Alain Cugno offre un livre fort, fruit d'un itinéraire philosophique et spirituel inauguré il y a quarante ans par un précédent livre, sobrement intitulé Saint Jean de la Croix (Fayard, 1979). Plus que par un commentaire de l'œuvre, Cugno nous entraîne à penser, avec Jean de la Croix, l'aventure de la rencontre de chacun avec Dieu. L'œuvre de Jean de la Croix a, en cela, valeur universelle.

Il faut noter ce qui étonnera sans doute : Cugno arrache son auteur à une interprétation biographique. Ce qui compte n'est pas de savoir ce qui s'est passé pour Jean de la Croix mais de comprendre ce qu'il écrit à propos d'un personnage qui s'appelle l'âme et qui est tout sauf le moi de Jean de la Croix. Ce choix, fondé sur la lecture attentive du texte, ouvre à une réflexion plus riche que ne le proposerait une lecture qui, bien que fidèle et croyante, biaise la démarche du carme espagnol.

Arrêtons-nous sur ce qui fera peut-être le plus difficulté dans la réception du livre et qui fait son prix, parce qu'il prend à rebours une conception commune de l'amour et de Dieu. Cugno relève d'abord l'évidence sanjuaniste : la relation amoureuse entre l'âme et l'Aimé se fait dans les termes de l'amour humain. Mais la force révélatrice de l'amour divin pour penser l'amour humain vient de son caractère originellement négatif.
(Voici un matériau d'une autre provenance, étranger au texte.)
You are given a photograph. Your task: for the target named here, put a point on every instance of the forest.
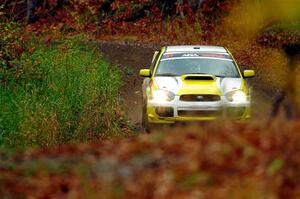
(70, 105)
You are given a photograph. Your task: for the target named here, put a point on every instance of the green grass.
(65, 93)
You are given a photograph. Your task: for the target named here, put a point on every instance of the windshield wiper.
(196, 74)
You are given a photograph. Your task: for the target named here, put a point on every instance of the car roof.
(196, 48)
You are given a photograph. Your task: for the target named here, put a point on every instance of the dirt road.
(131, 57)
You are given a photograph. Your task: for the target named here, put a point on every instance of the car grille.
(200, 113)
(164, 111)
(200, 98)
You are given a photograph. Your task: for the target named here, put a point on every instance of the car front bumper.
(176, 110)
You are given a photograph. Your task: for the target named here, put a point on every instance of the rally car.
(194, 83)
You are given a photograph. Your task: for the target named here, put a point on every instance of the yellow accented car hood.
(198, 84)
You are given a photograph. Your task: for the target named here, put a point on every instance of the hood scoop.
(198, 77)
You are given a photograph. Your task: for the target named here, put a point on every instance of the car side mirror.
(248, 73)
(145, 73)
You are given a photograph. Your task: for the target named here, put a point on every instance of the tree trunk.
(29, 11)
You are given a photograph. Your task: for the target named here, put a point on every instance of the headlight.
(236, 96)
(162, 95)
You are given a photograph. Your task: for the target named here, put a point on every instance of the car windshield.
(178, 65)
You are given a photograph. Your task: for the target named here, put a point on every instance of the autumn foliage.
(208, 161)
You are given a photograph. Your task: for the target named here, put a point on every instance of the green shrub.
(60, 94)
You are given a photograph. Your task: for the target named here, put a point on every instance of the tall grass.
(60, 94)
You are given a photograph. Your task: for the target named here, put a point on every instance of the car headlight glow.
(162, 95)
(236, 96)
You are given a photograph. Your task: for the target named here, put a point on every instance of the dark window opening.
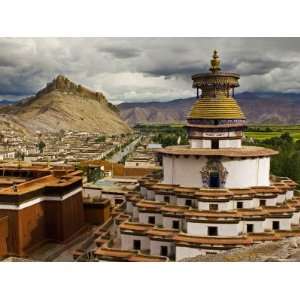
(188, 202)
(249, 227)
(163, 250)
(151, 220)
(213, 206)
(262, 202)
(212, 230)
(175, 224)
(276, 225)
(239, 204)
(137, 245)
(214, 180)
(167, 198)
(215, 144)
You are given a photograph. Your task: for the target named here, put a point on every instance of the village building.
(43, 204)
(215, 194)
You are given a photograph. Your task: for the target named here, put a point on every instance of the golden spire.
(215, 63)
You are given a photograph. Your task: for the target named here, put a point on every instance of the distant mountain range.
(266, 108)
(6, 102)
(63, 104)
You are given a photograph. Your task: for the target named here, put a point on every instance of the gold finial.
(215, 63)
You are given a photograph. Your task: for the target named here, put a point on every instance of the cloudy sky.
(144, 69)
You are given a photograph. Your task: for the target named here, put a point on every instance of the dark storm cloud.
(146, 68)
(121, 53)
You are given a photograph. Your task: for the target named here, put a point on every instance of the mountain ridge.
(259, 107)
(62, 104)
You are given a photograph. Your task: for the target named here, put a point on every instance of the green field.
(258, 132)
(261, 132)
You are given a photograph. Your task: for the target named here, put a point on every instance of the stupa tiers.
(215, 125)
(215, 194)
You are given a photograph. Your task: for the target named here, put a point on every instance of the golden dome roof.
(215, 101)
(216, 108)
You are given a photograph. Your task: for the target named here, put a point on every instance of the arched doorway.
(214, 179)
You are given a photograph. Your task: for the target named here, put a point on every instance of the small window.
(137, 245)
(213, 206)
(276, 225)
(163, 250)
(167, 198)
(262, 202)
(214, 180)
(212, 230)
(215, 144)
(151, 220)
(175, 224)
(188, 202)
(239, 204)
(249, 228)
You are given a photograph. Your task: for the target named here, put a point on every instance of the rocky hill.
(272, 108)
(63, 104)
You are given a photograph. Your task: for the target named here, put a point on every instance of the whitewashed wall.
(296, 218)
(247, 172)
(246, 203)
(168, 223)
(155, 247)
(281, 198)
(129, 207)
(289, 195)
(127, 242)
(196, 143)
(222, 206)
(258, 226)
(285, 224)
(201, 229)
(230, 143)
(91, 193)
(143, 218)
(187, 252)
(241, 173)
(182, 201)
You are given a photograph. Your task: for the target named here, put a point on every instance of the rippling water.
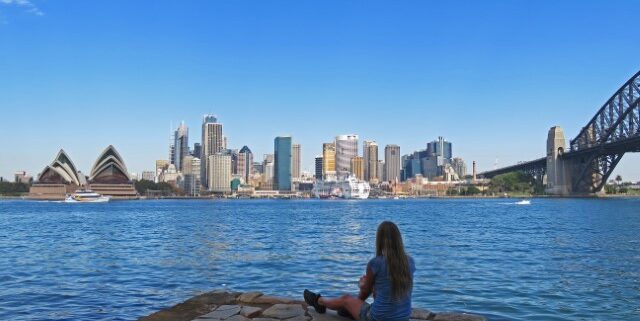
(557, 259)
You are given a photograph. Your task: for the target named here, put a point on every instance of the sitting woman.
(389, 278)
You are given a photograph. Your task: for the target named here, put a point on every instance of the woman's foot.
(312, 300)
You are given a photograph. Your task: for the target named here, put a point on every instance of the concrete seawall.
(238, 306)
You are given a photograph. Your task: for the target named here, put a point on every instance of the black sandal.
(312, 300)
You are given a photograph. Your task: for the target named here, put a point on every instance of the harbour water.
(556, 259)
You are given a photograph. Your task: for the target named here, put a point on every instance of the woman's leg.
(348, 302)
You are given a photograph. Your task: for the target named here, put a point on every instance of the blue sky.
(491, 77)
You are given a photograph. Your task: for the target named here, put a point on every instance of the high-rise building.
(319, 169)
(180, 145)
(197, 150)
(212, 143)
(357, 167)
(370, 154)
(440, 147)
(328, 159)
(459, 167)
(282, 148)
(219, 173)
(295, 159)
(346, 149)
(381, 170)
(245, 163)
(392, 162)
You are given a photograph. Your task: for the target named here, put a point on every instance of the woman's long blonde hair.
(389, 244)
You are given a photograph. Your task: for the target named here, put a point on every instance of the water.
(557, 259)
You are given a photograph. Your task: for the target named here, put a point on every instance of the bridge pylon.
(558, 170)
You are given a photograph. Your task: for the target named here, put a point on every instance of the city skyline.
(493, 78)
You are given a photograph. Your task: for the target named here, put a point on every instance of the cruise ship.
(348, 188)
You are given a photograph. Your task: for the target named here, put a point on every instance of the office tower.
(319, 169)
(370, 155)
(219, 173)
(381, 171)
(459, 167)
(212, 143)
(357, 167)
(295, 159)
(346, 149)
(197, 150)
(245, 163)
(328, 159)
(440, 148)
(180, 145)
(392, 162)
(282, 148)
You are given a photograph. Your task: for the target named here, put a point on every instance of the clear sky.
(491, 77)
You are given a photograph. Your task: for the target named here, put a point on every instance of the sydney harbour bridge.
(585, 166)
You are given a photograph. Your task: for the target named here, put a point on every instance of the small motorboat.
(86, 196)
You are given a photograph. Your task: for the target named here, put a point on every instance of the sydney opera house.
(109, 176)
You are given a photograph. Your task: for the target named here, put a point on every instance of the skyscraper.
(328, 159)
(392, 162)
(346, 149)
(219, 173)
(245, 163)
(181, 146)
(296, 162)
(357, 167)
(319, 169)
(370, 154)
(212, 142)
(282, 147)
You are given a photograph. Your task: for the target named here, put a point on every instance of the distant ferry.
(349, 188)
(86, 196)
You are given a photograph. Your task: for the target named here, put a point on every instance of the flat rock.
(284, 311)
(450, 316)
(250, 312)
(222, 312)
(421, 314)
(264, 299)
(248, 297)
(329, 316)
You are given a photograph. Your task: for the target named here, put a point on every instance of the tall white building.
(219, 172)
(212, 143)
(346, 149)
(295, 159)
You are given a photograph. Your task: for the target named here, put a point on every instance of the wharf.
(238, 306)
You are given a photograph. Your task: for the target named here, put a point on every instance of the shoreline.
(221, 305)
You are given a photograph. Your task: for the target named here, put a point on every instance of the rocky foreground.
(237, 306)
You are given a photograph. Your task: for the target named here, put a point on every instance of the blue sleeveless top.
(383, 307)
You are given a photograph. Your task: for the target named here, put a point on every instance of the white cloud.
(26, 4)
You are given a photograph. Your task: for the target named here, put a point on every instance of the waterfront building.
(245, 163)
(392, 162)
(319, 169)
(381, 171)
(346, 149)
(219, 171)
(370, 155)
(328, 159)
(357, 167)
(212, 143)
(459, 167)
(295, 160)
(180, 146)
(149, 176)
(282, 163)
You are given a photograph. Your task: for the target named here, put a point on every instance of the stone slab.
(284, 311)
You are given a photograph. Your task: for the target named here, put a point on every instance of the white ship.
(349, 188)
(86, 196)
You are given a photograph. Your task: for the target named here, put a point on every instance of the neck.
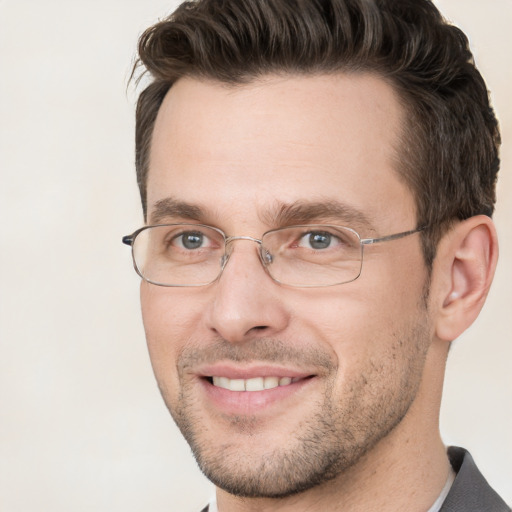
(405, 471)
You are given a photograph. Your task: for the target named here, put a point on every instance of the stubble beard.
(328, 442)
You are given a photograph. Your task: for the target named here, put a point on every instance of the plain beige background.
(82, 426)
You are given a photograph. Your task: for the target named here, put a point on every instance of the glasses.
(302, 256)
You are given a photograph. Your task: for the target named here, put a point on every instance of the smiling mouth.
(253, 384)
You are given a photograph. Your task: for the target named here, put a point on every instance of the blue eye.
(318, 240)
(190, 240)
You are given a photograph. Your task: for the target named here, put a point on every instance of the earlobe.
(469, 253)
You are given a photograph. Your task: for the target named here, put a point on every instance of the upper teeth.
(255, 384)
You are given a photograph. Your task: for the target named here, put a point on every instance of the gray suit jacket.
(470, 491)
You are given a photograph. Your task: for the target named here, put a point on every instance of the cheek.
(170, 320)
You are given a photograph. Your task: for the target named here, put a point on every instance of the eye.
(191, 240)
(319, 240)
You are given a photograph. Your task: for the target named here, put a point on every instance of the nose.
(246, 303)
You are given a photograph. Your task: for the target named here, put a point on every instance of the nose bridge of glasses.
(229, 249)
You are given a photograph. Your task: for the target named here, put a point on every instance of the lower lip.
(251, 402)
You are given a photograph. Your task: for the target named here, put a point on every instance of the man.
(317, 179)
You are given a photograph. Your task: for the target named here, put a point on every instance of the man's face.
(349, 358)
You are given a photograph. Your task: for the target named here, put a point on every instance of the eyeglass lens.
(194, 255)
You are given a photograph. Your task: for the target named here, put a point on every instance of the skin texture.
(366, 415)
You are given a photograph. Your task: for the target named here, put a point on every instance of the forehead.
(236, 151)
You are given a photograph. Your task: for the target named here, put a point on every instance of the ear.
(464, 269)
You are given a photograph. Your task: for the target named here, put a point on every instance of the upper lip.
(249, 372)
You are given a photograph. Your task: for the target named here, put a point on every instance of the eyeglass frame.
(130, 239)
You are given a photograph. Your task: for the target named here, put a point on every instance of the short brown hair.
(449, 149)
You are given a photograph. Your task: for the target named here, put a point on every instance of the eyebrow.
(169, 207)
(280, 215)
(305, 212)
L'amour de Dieu n'est pas saturation de sa présence mais force d'un abandon originaire.

L'amour originaire de Dieu pour nous, « Jean de la Croix l'interprète non pas comme un moment positif, une donnée qui, en effet, requerrait la foi en Dieu pour être reconnue, mais comme un point négatif, un manque, une absence. Nous avons été laissés, abandonnés, et cet abandon, notre naissance même, notre survenue dans la vie, est aussi l'immense blessure du désir amoureux qui fait que nous sommes tout en attente » (pp. 71-72).

La capacité en nous d'aimer précède tout et trouve sa source dans cette ouverture de l'amour qu'est l'abandon. La formule peut dérouter, mais elle se précise encore. L'amour qui m'est porté est une déchirure, déchirure par laquelle tout à la fois je me sens aimé (« quelqu'un s'est frayé un passage jusqu'à ma sensibilité pour l'ouvrir », p. 74) et « libéré par cet Amour », « et non pas enchaîné par un amour abusif » : « C'est là, bien sûr, que je voulais en venir : découvrir qu'on est aimé est toujours découvrir que c'est l'Absolu qui nous aime et nous libère » (p. 74).

Réflexion nécessaire à tous ceux qui en appellent à l'amour radical de Dieu… source de l'enracinement fécond comme des radicalismes les plus violents, parce qu'en vérité déracinés. Qu'en est-il précisément d'un désir absolu qui ne soit pas un désir tout-puissant, vorace, pervers, qui fait fi d'autrui, parce qu'il est sans loi ? Il n'étonnera personne de trouver la réponse dans ce qui fait la révélation même de la gloire de Dieu : « La gloire est ce qui demeure étranger, même à celui qui est en gloire, car elle vient toujours d'un autre. Le soleil est la figure même de la gloire parce qu'en étant éclairés par lui, les objets lui rendent ce qu'ils ont reçu. Ils lui restituent ce qu'il possède déjà, ils lui rendent le don qu'ils ont reçu de lui, don qui pourtant n'a pas diminué sa richesse. Par la gloire la distance se creuse : l'âme, possédant ce qui n'est pas à elle, fait don à un autre de ce qu'il a déjà et qui à elle n'a jamais appartenu » (p. 128).

Bien loin de n'intéresser que les amoureux de Jean de la Croix, ce livre, de haute tenue, pourra nourrir qui cherche à comprendre et épouser le mystère de l'humanité.